このあと更新する記事にも関連することなので、この機会に投稿してみようと思い至りました。


私たちの怒りを否定しないでください

フェミニストや女性、セクシュアルマイノリティ、クィア、障がい者、アジア人、黒人など、(あらゆる場面における)あらゆるマイノリティがマジョリティ(社会や企業や組織や取り組みなど)に改善や権利を求めるような運動が起こるとき、議論の本題以前に、必ずと言っていいほど「いきなり怒らなくても」「声を届けたいならもっと言い方があるはずだ」「なぜいつも怒っているの?」というような反論を目にします。

指摘や抗議に対し、このように言い方や態度だけを取り上げて反論することは「トーンポリシング」という名前が付けられているくらい、実に頻繁に起こる現象であり、度々指摘もされてきました。しかし、怒らなければいけなかった背景を考慮した上で、冷静に抗議内容に向き合うというマナーはいつまで経っても浸透していないように感じます。

怒りながら言われることと、優しく言われること、どちらを聞く気になるかと言われたら、誰だって後者を選ぶでしょう。そんなこと、子どもでも分かります。

怒らなければいけない状況には、必ず理由があります。
そして、マイノリティからマジョリティに対する主張において、攻撃的な言い回しやキツイ言葉が多いように思われやすいのにも、明確な理由があります。
マイノリティの声は、その名の通り、少数の小さい声です。声を上げるまで、問題とも思われていなかったことだったりします。それ故に、一度や二度では取り合ってもらえないことがザラにあります。

何度も優しく声をあげてきたよ。
いくら言っても聞いてくれなかったじゃん。
きちんと向き合ってくれなかったのは誰?

私たちは、いかなる暴力にも反対ですが、怒りについては、時には必要だと考えています。特に、大事なことを聞いて欲しいのに、なかなか耳を傾けてもらえないときには、怒りは有効です。”まず”振り向いてもらうために。

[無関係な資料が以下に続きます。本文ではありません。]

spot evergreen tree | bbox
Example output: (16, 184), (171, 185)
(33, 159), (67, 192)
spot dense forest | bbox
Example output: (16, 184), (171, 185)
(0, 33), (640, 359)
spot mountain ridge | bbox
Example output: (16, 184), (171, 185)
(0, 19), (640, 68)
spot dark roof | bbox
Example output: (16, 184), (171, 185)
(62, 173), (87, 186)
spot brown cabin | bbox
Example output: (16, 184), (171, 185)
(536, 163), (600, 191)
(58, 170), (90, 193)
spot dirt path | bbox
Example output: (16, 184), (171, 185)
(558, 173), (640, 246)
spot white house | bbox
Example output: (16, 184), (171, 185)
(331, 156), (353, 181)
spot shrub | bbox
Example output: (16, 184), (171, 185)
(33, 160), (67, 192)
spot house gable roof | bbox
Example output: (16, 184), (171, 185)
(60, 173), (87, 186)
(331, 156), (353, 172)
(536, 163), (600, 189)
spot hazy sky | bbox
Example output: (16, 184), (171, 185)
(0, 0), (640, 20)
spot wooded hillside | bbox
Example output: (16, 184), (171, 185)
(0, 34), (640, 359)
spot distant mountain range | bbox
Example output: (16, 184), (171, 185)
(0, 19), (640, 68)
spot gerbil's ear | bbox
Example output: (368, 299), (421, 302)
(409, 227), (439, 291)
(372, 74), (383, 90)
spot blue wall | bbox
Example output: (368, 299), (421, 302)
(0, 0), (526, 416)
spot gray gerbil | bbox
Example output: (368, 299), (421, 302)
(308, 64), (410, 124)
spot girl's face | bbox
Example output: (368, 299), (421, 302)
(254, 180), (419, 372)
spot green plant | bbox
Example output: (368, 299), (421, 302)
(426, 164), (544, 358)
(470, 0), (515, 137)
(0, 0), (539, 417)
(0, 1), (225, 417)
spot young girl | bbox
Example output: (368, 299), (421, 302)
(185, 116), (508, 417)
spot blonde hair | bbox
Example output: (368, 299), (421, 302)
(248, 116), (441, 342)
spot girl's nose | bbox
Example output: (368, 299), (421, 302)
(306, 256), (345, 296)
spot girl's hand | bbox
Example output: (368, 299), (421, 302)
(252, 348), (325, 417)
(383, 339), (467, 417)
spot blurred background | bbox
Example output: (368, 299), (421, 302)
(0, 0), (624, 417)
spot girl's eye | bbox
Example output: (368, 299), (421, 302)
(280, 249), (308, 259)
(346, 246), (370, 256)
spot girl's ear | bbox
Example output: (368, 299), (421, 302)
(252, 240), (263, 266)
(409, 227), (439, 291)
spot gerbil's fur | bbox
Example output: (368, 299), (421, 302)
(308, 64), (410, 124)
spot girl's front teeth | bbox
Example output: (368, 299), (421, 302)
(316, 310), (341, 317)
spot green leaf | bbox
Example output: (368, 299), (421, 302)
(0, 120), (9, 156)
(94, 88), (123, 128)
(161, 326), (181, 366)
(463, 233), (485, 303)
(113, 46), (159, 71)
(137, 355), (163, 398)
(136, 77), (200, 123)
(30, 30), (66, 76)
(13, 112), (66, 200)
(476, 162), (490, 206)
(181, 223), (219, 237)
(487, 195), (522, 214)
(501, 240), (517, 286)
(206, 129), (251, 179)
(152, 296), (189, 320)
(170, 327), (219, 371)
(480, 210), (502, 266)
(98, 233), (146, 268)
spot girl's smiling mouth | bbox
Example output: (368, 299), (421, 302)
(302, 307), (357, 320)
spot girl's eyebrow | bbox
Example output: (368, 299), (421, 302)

トーンポリシングに邪魔をされながらも、それでも怒り続けてきたことで、前進してきた社会問題もたくさんあります。
以前WAIFUが行ったアクセシビリティに関するトークの中でも紹介したことがある、『「青い芝」の戦い』という記事も、運動の歴史における怒りについて、とても参考になるので、気が向いた方は読んでみてください。

マジョリティこそがとるべき建設的な態度

指摘や抗議を受けて腹が立ったり、戸惑ったりしている人は、よくよく思い出してください。
その問題について、怒らずに教えてくれる人は、これまで全くいませんでしたか?
その問題について、冷静に指摘をしている人を、見かけたことはないですか?

そして、今怒りを抱いている人は、あなたに対しては”いきなり”だったとしても、これまでいろいろなところで同じ指摘をしてきた可能性もあるのです。
そのことに気付くのは困難かもしれませんが、可能性を想像することはそんなに難しくないのではないでしょうか。

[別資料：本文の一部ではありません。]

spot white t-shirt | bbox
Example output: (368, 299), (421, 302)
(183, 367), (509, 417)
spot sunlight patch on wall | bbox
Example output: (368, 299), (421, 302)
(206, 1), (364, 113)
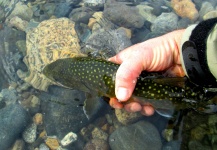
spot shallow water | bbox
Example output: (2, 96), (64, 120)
(0, 0), (217, 150)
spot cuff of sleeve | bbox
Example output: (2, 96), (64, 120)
(180, 24), (197, 77)
(180, 18), (217, 87)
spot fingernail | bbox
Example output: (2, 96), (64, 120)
(116, 87), (129, 101)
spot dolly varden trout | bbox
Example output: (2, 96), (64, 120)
(43, 57), (216, 116)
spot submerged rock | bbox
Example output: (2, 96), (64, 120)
(171, 0), (199, 21)
(39, 87), (88, 139)
(103, 2), (145, 28)
(0, 104), (30, 150)
(151, 12), (178, 34)
(109, 121), (162, 150)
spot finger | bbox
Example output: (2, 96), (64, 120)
(115, 59), (143, 101)
(141, 105), (154, 116)
(109, 98), (123, 109)
(164, 65), (185, 77)
(124, 102), (142, 112)
(108, 43), (144, 64)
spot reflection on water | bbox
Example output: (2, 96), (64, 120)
(0, 0), (217, 150)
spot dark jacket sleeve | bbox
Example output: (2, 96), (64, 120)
(180, 18), (217, 87)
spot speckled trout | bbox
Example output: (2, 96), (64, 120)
(43, 57), (216, 116)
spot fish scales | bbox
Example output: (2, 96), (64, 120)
(43, 57), (217, 112)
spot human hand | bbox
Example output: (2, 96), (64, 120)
(109, 30), (184, 116)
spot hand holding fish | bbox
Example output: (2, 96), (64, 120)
(109, 30), (184, 116)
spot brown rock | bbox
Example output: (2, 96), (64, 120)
(115, 109), (143, 125)
(171, 0), (199, 20)
(33, 113), (43, 125)
(84, 139), (109, 150)
(46, 138), (60, 150)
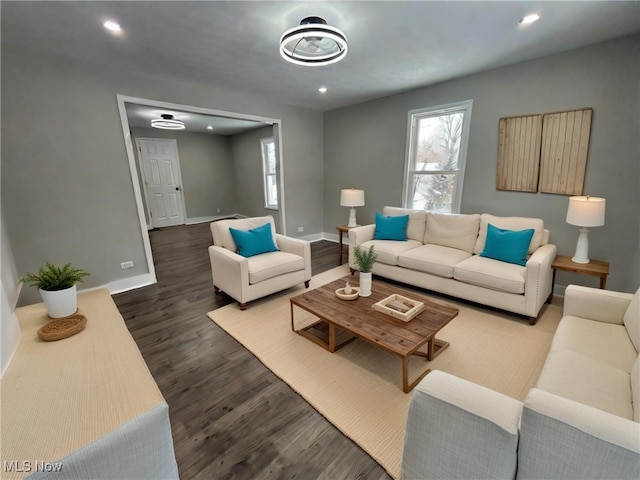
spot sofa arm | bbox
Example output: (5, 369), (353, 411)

もし、怒りが激しすぎて肝心な内容も何を言っているのか分からないなんてことがあったとしても、怒っていることをまずは受け止めて、「Yes、and…」の精神で、丁寧に聞き返す姿勢をとるのは、難しいですか?

前述した『「青い芝」の戦い』でも触れられていることですが、マイノリティが黙っていて、マジョリティから「何か困っていることはありませんか?」「こういうところでお困りではないですか?」と積極的に問題提起をしてくれることは、まずありません。そんな話、聞いたことがありません。

いつだって、マイノリティからの働きかけで、社会がより良く(この場合、差別が減ったり、ジェンダー平等に近付く状態を指します)なってきましたし、これからもその構造が変わることはないでしょう。

そういったことを踏まえて、指摘や抗議を受けた際、ついつい攻撃的だと感じる言い方や態度への苛立ちが沸いてしまっても、冷静に話の中身に目を向けることこそ、マジョリティがとるべき建設的な態度と言えると思います。そして、ことさら弱い立場からの指摘や抗議には、まず感謝をすべきだということを忘れないでほしいです。

WAIFUも、マジョリティの立場で意見を頂戴する場面が時折ありますが、このことは重々承知して、耳を傾けるようにしています。私たちもまだまだ日々精進をしている最中ですが、まずはこの前提をひとりでも多くの人と共有できると嬉しいです。